The benefits of hyperautomation

There are huge benefits to be gained by deploying hyperautomation in the banking industry. From monitoring transactions for fraudulent activity and improving compliance management, to automating manual tasks in call centres so employees can work on customer queries where their soft skills are more valuable, the list goes on. But how close is the financial services sector to achieving true hyperautomation, and is the technology a realistic prospect for banks?
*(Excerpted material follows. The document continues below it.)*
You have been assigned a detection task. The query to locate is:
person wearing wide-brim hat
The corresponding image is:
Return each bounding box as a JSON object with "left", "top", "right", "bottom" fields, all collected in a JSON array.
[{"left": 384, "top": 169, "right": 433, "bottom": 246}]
Two unknowns are proving problematic in the race to realise hyperautomation:

  • How much automation banking customers are actually comfortable with
  • Whether banks are opening themselves up to greater compliance risk as hyperautomation increases

In terms of customer service, hyperautomation will never be achievable on its own. To implement the technology to generate a customer-friendly outcome, it must be combined with hyper-personalisation. Only then will banks be able to strike the right balance between the elements of the customer journey that should be automated and those that should not.

What are the risks?

Before banks embarks on a hyperautomation project, they must consider the potential compliance risk. As with any type of AI, there is a chance an unexpected error could occur or that bias could unknowingly creep into the model, which could result, for example, in the wrong lending decision being made. If there are layers upon layers of automation all interwoven through hyperautomation, it will be incredibly difficult to pinpoint any issue, unless the AI in use is as transparent as possible and tracking and audit checks are easy to complete.

As more financial institutions dip their toes into the hyperautomation water, there must be more regulatory scrutiny over this technology. Of course, the downside of that that is there will be additional hoops for banks to jump through. However, because of the ongoing pandemic and increase in economically vulnerable customers, it is vital banks demonstrate to the regulator what additional processes and training are in place for hyperautomation to be used safely and responsibly.

Don’t run before you can walk

Although hyperautomation offers a lot of promise, banks should not get ahead of themselves and automate for the sake of automation. There needs to be careful consideration about where best to divert investment in this technology where budgets need to be prioritised.  

That is not to say banks should steer clear of automation altogether. Initially, financial organisations need to think at a more granular level to work out which type of AI and automation is most appropriate for a specific task, whether that be intelligent automation, RPA, or an intelligent business process management tool. In the immediate term, intelligent automation is the more appropriate solution for implementing more customer-centric sales practices and streamlining processes to boost customer service and organisational efficiencies. Only once that initial groundwork has been done can hyperautomation serve as a toolkit of powerful intelligent automation capabilities for banks.